Dal 1965, tuttavia, grazie all'interessamento del suo professore d'inglese -
Rizzardi - viene assunto al Dickinson College, sede distaccata di Bologna
dell'Università della Pennsylvania. Lascerà tale incarico (ricoperto in realtà
per il solo mese di settembre) vent'anni più tardi. Così "il maestrone" ricorda
quell'esperienza: «Gli inizi furono bellissimi. A parte la sensazione
elettrizzante che dà il poter insegnare, c'era anche un altro aspetto da non
sottovalutare: io e gli studenti eravamo quasi coetanei. 25 anni io, una ventina
loro. Con il passare degli anni, le cose cambiarono sempre di più e il
divertimento diminuì. Nel 1985 lasciai.» [p. 57].
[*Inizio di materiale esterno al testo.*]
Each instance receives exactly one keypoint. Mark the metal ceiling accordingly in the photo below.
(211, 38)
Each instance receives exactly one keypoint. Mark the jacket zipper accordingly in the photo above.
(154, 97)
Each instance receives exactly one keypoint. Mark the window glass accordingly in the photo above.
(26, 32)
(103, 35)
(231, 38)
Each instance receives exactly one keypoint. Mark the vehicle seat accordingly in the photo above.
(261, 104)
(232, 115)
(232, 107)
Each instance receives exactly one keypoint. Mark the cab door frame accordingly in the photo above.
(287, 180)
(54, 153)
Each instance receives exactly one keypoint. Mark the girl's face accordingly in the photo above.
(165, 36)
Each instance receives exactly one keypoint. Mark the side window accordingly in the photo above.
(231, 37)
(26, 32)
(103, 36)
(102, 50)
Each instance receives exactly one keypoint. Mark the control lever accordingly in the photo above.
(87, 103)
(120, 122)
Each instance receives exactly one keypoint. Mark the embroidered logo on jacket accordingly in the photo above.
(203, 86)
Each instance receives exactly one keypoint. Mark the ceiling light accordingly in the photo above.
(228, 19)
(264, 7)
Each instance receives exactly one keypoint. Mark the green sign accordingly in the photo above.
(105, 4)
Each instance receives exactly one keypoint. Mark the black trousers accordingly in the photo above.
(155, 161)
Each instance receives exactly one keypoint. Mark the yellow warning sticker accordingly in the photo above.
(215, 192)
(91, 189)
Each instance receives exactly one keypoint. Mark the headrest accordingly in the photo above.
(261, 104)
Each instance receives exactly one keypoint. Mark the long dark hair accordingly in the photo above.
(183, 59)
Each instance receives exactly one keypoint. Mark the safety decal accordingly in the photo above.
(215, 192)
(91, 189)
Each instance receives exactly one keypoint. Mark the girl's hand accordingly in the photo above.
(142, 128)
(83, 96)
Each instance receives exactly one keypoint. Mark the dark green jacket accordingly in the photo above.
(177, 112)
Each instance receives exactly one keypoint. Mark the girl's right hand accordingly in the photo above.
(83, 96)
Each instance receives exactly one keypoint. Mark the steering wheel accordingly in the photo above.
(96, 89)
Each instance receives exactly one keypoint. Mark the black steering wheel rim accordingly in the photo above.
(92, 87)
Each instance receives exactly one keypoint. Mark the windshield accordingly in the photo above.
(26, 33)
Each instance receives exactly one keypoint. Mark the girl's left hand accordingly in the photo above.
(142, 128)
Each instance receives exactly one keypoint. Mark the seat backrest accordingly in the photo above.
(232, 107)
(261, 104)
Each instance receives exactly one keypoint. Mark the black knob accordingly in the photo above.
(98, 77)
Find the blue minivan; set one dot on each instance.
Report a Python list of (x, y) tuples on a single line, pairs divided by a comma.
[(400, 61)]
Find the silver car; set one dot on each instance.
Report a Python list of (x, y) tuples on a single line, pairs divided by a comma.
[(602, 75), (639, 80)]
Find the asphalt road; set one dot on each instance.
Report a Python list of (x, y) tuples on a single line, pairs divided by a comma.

Sotto l'influenza di Bob Dylan, Guccini scrive altri tre pezzi: è il 1964 e
nascono
Auschwitz,
È dall'amore che nasce l'uomo e
Noi non ci saremo. Non iscritto
alla SIAE, questi ed i precedenti testi vengono sistematicamente depositati da
altri autori: emblematico è il caso di Auschwitz, depositata da Maurizio
Vandelli e Iller Pattacini (in arte Lunero), e solo da pochi anni tornata in
possesso del vero autore.
La brutta esperienza con l'Equipe induce Guccini ad iscriversi alla SIAE:
Dio è morto è così la prima canzone a comparire con la sua firma.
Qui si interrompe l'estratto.